Home > Uncategorized > Machine learning — puzzling Big Data nonsense

Machine learning — puzzling Big Data nonsense

from Lars Syll

maIf we wanted highly probable claims, scientists would stick to​​ low-level observables and not seek generalizations, much less theories with high explanatory content. In this day​ of fascination with Big data’s ability to predict​ what book I’ll buy next, a healthy Popperian reminder is due: humans also want to understand and to explain. We want bold ‘improbable’ theories. I’m a little puzzled when I hear leading machine learners praise Popper, a realist, while proclaiming themselves fervid instrumentalists. That is, they hold the view that theories, rather than aiming at truth, are just instruments for organizing and predicting observable facts. It follows from the success of machine learning, Vladimir Cherkassy avers, that​ “realism is not possible.” This is very quick philosophy!

Quick indeed!

The central problem with the present ‘machine learning’ and ‘big data’ hype is that so many — falsely — think that they can get away with analysing real-world phenomena without any (commitment to) theory. But — data never speaks for itself. Without a prior statistical set-up, there actually are no data at all to process. And — using a machine learning algorithm will only produce what you are looking for.

Machine learning algorithms always express a view of what constitutes a pattern or regularity. They are never theory-neutral.

Clever data-mining tricks are not enough to answer important scientific questions. Theory matters.

  1. February 13, 2019 at 7:49 am

    Lars is right. Theory matters and we need a theory or theories. In the machine-learning field, which was once called Artificial Intelligence, the question was called frame problem. Deep learning is not exempt of this general rule.

    • Yoshinori Shiozawa
      February 14, 2019 at 3:14 am

      My comment was posted earlier than Frank Salter’s first comment, but it appeared later than it. I must be due to a strange checking system which requires human check when a comment poster has been absent from posting for about a month. But it is not the point I want to argue in this “reply”.

      Frame problem can be argued from different angles. In our case, I believe, the most important point is that any Artificial Intelligence (AI) does not work without a frame.
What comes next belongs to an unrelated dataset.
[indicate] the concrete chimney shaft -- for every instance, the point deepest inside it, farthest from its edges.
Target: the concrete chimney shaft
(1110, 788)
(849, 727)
This is equivalent to say that any machine learning system that works must have a frame. What Lars proposed is a very old question that many have discussed and most of people have forgotten. Choice of better frame (or theory) is the question that comes next. It seems for me that arguments between Frank Salter and Dave Taylor1 are missing the most important problem.

  2. Frank Salter
    February 13, 2019 at 8:33 am

    I am in total agreement with Lars’ comments. But again NO mention is made of the truly significant difference between valid theory and the curve fitting of data. Curve fitting can be done using arbitrary equations. It provides a concrete representation of a single data set. Abstract, that is a theoretical quantitative representation must satisfy the quantity calculus and if it is NOT to be invalidated empirically will contain the real factors. A valid representation will describe every possible value which can occur in reality.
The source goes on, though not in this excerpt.